25 December, 2006

Inside a crisis at crisis

Most of us when we were kids had this thing about Santa coming down the chimney with a sack full of goodies just for you. I always thought this was a bit far fetched even as a kid as we didn't have a chimney and I often wondered how the hell Santa left my presents but age has caught up with me and and the truth is out. Good times and good dreams have have come and gone at sporadic intervals. The only thing that has been constant is time. I am definitely older and a little wiser. So seeing people who have nothing not even a roof over their head at Christmas is sad but seeing them drown from life's problems is sadder.

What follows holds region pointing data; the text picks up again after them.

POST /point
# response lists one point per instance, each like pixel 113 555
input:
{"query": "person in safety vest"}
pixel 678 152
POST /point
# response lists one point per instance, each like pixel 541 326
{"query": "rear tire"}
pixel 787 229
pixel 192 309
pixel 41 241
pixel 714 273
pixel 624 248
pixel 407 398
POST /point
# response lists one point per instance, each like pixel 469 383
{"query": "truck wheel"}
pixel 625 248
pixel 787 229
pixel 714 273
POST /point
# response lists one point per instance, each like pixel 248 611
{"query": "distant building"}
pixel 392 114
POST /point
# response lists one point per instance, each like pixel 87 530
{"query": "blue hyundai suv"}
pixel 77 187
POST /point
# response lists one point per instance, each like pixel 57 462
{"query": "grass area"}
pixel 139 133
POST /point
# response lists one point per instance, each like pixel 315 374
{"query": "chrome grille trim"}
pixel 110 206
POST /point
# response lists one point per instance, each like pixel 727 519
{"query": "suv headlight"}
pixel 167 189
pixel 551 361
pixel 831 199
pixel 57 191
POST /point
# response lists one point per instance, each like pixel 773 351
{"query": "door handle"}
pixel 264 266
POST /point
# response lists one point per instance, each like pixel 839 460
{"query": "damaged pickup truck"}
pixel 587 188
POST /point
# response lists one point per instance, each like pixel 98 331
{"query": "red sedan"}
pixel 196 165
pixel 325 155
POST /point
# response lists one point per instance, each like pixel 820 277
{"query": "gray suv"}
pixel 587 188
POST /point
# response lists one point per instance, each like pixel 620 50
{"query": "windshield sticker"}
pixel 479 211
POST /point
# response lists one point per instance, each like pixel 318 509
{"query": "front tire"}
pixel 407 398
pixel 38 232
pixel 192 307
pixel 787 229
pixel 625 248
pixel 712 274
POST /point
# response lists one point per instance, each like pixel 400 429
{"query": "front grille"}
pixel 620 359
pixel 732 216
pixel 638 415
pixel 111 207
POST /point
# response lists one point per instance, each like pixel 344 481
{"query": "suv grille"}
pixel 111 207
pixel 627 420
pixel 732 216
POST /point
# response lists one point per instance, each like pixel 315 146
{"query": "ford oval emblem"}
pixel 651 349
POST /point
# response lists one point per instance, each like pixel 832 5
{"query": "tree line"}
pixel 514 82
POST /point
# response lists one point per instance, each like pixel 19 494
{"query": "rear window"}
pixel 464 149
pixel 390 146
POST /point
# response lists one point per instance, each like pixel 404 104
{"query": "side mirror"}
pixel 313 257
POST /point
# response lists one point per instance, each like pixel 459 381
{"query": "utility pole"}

Christmas is a time most of us spend with families and friends but for some, it's a time of reflection and what could have been and sadness . Most of us have all hit low patches in our lives me included but just imagine having to suffer in silence for years and the only way to get away from it all was to run as far as you could but even that isn't far enough. With no hope of a future you turn to the bottle or drugs thus becoming another outcast. One of the socially excluded. Its that simple to become homeless and disillusioned.
At Christmas things only become more meaningless as memories are drowned by booze and drugs and the future well, what future? There isn't one, not one you can see anyway. It's funny but Christmas is a time of hope during the year there isn't much of that about.
All the volunteers at the crisis open Christmas give that just by standing around guarding doors and just talking to people that during the year would normally be ignored. Showing people that they are normal gives the first glimpses of hope and who knows what follows? maybe a merry Christmas.